Two Diagrams of User Experience

J.J. Garrett and P. Morville have tried to describe user experience trough diagrams which provide the different aspects of user experience. The diagrams are quite different but they are both concentrated on the user experience of Web sites.

J.J. Garrett has worked as an information architect for a Web design consultancy. He got frustrated by the random use of different terms for the basic concepts like “information design” and “interface design” in the field. He created a diagram for himself to clarify the terms related to user experience. He found out that many people were downloading his diagram so he wrote a book about it.

The diagram and the book aren’t trying to tell how to create a good user experience but how to ask the right questions. Garrett calls them the elements of user experience. His opinion is that every possibility of every action the user could take has to be taken account to develop a user experience process. By braking the user experience into its component elements every problem can be solved.

The diagram consists of five planes: strategy, scope, structure, skeleton and surface. The five planes provide a conceptual framework for talking about user experience and the tools to solve the problems concerning UX. On each plane, the issues that must be dealt with become a little less abstract and a little more concrete. Each plane is dependent on the planes below it. For example, if the choices made on the surface plane won’t go together with the skeleton plane, the Web site might derail and the users wouldn’t like it. If some changes have to be made on a upper plane, the lower planes must bu re-evaluated also.

The planes have to be divided into two because of the duality in the nature of Web. Web can be seen as a software interface but also as a hypertext system. Web can be used to complete some tasks like paying bills or it can be used to get some information, for example from Wikipedia. This leads us to the final planes and terms to create the whole user experience.

The Strategy Plane: The strategy incorporates what the people running the site want to get out of it and what the users want to get out of the site. Both user needs and site objectives like business goals have to be taken into account.

The Scope Plane: This plane defines which features and functions are included on a site. On the software side the scope means the creation of functional specifications and on the information space side the content requirements are specified.

The Structure Plane: The structure tells how a user gets to a page and to which pages they can go from there. On the software side this is called interaction design and for information spaces the structure is the information architecture.

The Skeleton Plane: The skeleton shows the placement of different buttons, tabs, photos, and blocks of text on the site. Through the skeleton the arrangement is optimized. For software products, the skeleton includes interface design. The interface for an information space is called the navigation design. For both sides the information design must be addressed so that the presentation of information facilitates understanding.

The Surface Plane: The surface is the plane that can be seen as a Web pages made up of images and text. Here the visual design meaning the look of the finished product has to be created.

This division into planes provides a convenient way to think about user experience problems. In reality the lines between different areas are not so clearly drawn. Also, when creating a Web site, the content and the used technology must be considered thoroughly.
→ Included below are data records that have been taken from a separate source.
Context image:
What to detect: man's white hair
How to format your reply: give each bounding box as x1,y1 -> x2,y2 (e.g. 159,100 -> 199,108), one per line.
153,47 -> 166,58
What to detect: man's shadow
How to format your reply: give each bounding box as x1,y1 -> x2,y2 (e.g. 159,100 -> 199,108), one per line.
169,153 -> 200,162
Another diagram of user experience has been made by P. Morville who has also worked as an information architect. This diagram is called the User Experience Honeycomb. The honeycomb was created to illustrate the different facets of user experience and to help clients understand why they must move beyond usability.
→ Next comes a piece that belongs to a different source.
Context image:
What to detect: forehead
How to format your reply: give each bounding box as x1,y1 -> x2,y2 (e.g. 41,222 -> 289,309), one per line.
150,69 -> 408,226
The diagram consists of seven hexagons:

Useful: The product or a system must be useful and designed with innovative solutions which will make the system even more useful.

Usable: A Web design can’t be made just with the interface-centered methods and perspectives of human-computer interaction but the ease of use is still very important. Usability is necessary but not sufficient.

Desirable: Emotional design (image, brand) must be considered, not only the efficiency of the system.

Findable: Web sites have to be designed so that the users can navigate and locate desired objects.

Accessible: Also people with disabilities should be able to access the Web sites.

Credible: A user must trust and believe the contents of a Web site and there’s certain design elements which can affect this.

Valuable: Sites must deliver value to the sponsors. If the Web site is non-profitable, the user experience must advance the mission.

Each facet of the honeycomb can serve as a singular looking glass, transforming what can be seen and done and enabling exploration beyond conventional boundaries.

In my opinion both of the diagrams can be considered at the same time while designing UX for a Web site. On the other hand they won’t provide a complete picture about user experience. The five elements give a concrete structure for a Web site as the honeycomb provides different viewpoints on the issue. The honeycomb helps to see the Web site from the users’ point of view and is useful when someone tries to explain user experience to the others. The elements ensure that all different aspects are observed and paid attention to in a right order and with correct relations. The elements also clarify the use of different terms on the field. The diagrams don’t define what user experience is but they bring up issues which could be considered while designing it.

Garrett, J.J. The Elements of User Experience. User-Centered Design for the Web.
Morville, P. User Experience Honeycomb.